Burry is famous for predicting and profiting from the collapse of the mid-2000s housing bubble, an episode of his career that was chronicled in the book and movie “The Big Short.”

He wrote on Substack that “technological obsolescence is on the menu as Nvidia now seems to introduce a new chip solution every year or less.”

That echoed a previous post in which he said Nvidia’s Big Tech customers were overstating the lifespan of its chips to drag out their depreciation and flatter their short-term profits, raising the prospect of future writedowns.

Burry also warned of trouble ahead, saying he’s betting against AI stocks to “have the exposure on the right side when the music stops.”

Electricity and power

Burry spoke about AI more broadly in his post, drawing a parallel between its rise and the history of electricity.
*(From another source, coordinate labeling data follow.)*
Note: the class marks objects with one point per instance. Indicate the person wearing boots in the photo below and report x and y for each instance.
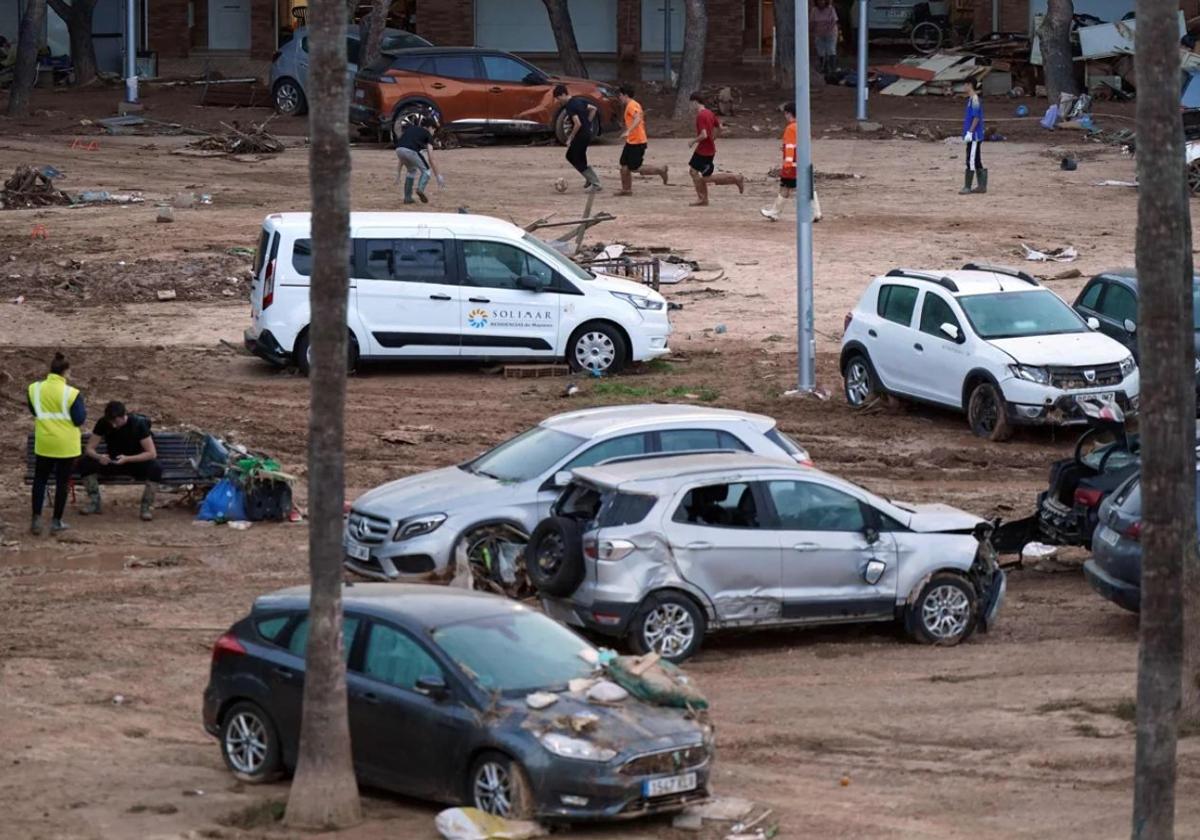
(634, 153)
(580, 117)
(972, 136)
(58, 412)
(130, 451)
He pointed out that building power plants and grids in the late 1980s and early 1990s required “massive upfront capital outlays,” technological advances meant equipment such as transformers became quickly outdated and assets rapidly depreciated, and “cutthroat price warfare” between suppliers meant many ran into financial difficulties and were forced to merge with rivals.

“What I see in electrification is very similar to what happened during the 2000 data transmission bubble and what I see happening with the AI bubble,” he wrote.

Burry said that electricity was as transformative to the modern world as a medicine that enables a patient to walk 10 feet, whereas AI “might be the anabolic steroid that allows superhuman feats of strength and ability,” but could ultimately prove “more dangerous than anything.”

He also repeated his caution that if the US tries to win the AI race by going all-in on increasingly power-hungry chips, it will lose as China is ramping up its power-generation capacity much more quickly.

“I see a big inventory problem in the AI buildout as a result of the current power generation setup,” Burry said.